The Baltimore computed tomography (CT) prediction model for bleeding pelvic fractures is a multivariable decision tool that predicts angiopositivity from pelvic hematoma volume, active arterial bleeding, fracture patterns, and atherosclerosis. We hypothesized that quantitative markers of body composition and frailty could further improve model performance.

Methods:

This work is a retrospective secondary analysis of a single institution cohort used in the development of the Baltimore CT prediction model. The cohort includes 115 consecutive patients that underwent admission contrast-enhanced CT of the abdomen and pelvis for blunt trauma with pelvic ring disruption followed by conventional angiography. Major arterial injury requiring angioembolization served as the outcome variable. Angioembolization was required in 73/115 patients (63% of the cohort). Average age was 46.9 years (±SD 20.4). Body composition measurements were determined as 2-dimensional (2D) or 3-dimensional (3D) parameters and included mid-L3 trabecular bone attenuation, abdominal visceral fat area or volume, and percent muscle fat fraction (as a marker of sarcopenia) measured using segmentation and histogram analysis.

Results:

Models incorporating 2D (Model B) or 3D markers (model C) of body composition showed improvement over the original Baltimore model (model A) in all parameters of performance, quality, and fit (area under the receiver-operating curve [AUC], Akaike information criterion, Brier score, Hosmer-Lemeshow test, and adjusted-R2). Area under the receiver-operating curve increased from 0.83 (A), to 0.86 (B), and 0.88 (C). The greatest improvement was seen with 3D parameters.

Conclusion:

Once automated, quantitative visualization tools providing “free” 3D body composition information can be expected to improve personalized precision diagnostics, outcome prediction, and decision support in patients with bleeding pelvic fractures.

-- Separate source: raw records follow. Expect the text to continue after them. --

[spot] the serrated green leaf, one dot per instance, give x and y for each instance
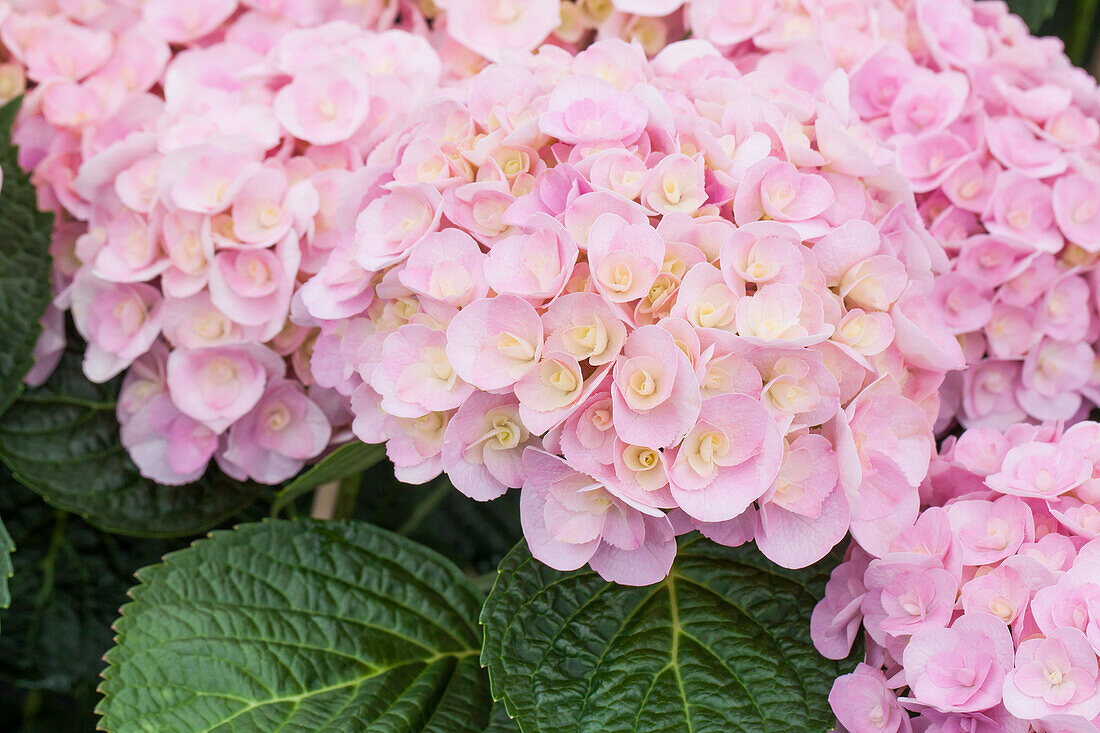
(62, 440)
(298, 626)
(722, 645)
(1034, 12)
(474, 535)
(69, 581)
(24, 265)
(342, 462)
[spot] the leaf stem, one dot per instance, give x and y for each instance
(325, 501)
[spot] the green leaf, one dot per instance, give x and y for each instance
(62, 440)
(24, 265)
(722, 645)
(298, 626)
(474, 535)
(501, 722)
(69, 581)
(342, 462)
(1034, 12)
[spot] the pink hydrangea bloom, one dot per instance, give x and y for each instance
(195, 154)
(986, 613)
(562, 262)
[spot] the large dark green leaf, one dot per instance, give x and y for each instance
(298, 626)
(62, 440)
(24, 265)
(475, 535)
(722, 645)
(1034, 12)
(69, 581)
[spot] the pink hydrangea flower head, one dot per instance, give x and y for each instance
(961, 668)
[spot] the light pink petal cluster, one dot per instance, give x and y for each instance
(985, 612)
(618, 286)
(196, 155)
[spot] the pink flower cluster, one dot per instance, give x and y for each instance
(1000, 138)
(983, 614)
(626, 287)
(195, 153)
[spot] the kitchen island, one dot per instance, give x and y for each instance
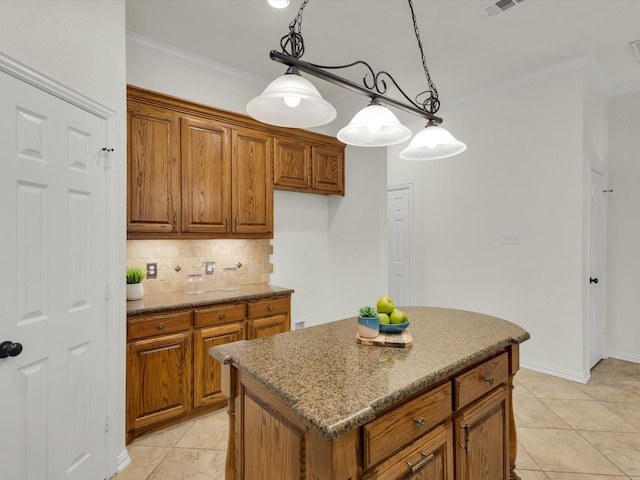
(316, 404)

Keywords: body composition biomarkers, quantitative imaging, CT, pelvic fractures, multivariable modeling, personalized prediction, precision diagnostics

Introduction

Pelvic fracture–related hemorrhage is a leading cause of mortality after blunt trauma.13 Venous bleeding is often amenable to a treatment pathway involving pelvic stabilization using provisional pelvic binders, external fixator devices, and definitive treatment with open reduction and internal fixation.46 Death is usually related to potentially reversible arterial bleeding, which is treated with angioembolization following initial computed tomography (CT). A recent multicenter study at 11 major level I trauma centers reported that 90% of patients with pelvic fractures presenting with shock will nevertheless undergo admission contrast enhanced CT in the trauma bay before intervention.7,8 Today with the speed and accessibility of trauma bay-adjacent CT scanners9,10 and shift toward prompt scanning without oral contrast,11,12 only a small fraction of patients in extremis will bypass initial CT until stabilized using damage control techniques.1214 Computed tomography promotes early and rapid triage to conventional angiography for transcatheter embolization when arterial hemorrhage is identified or suspected4,9; however, predicting major arterial bleeding on angiography remains challenging even at CT.9,1517 Intravenous contrast extravasation and segmented pelvic hematoma volumes are important CT-based predictors of arterial injury requiring angioembolization,1822 although contrast extravasation can be intermittent due to tamponade, vasospasm, transient occlusion, and tenuous hemodynamics.23 Specific fracture patterns and the degree of pelvic ring instability are also predictive6,17,24; however, no single CT sign is deterministic. We have previously described multivariable model derived from a range of predictive CT features25—the Baltimore CT prediction model for major arterial injury after pelvic fractures. Independent predictors included in the final model are segmented hematoma volumes, measured using a semiautomated seeded region-growing method,22,5,26 intravenous contrast extravasation, displaced obturator ring fractures, rotational instability, and degree of atherosclerosis.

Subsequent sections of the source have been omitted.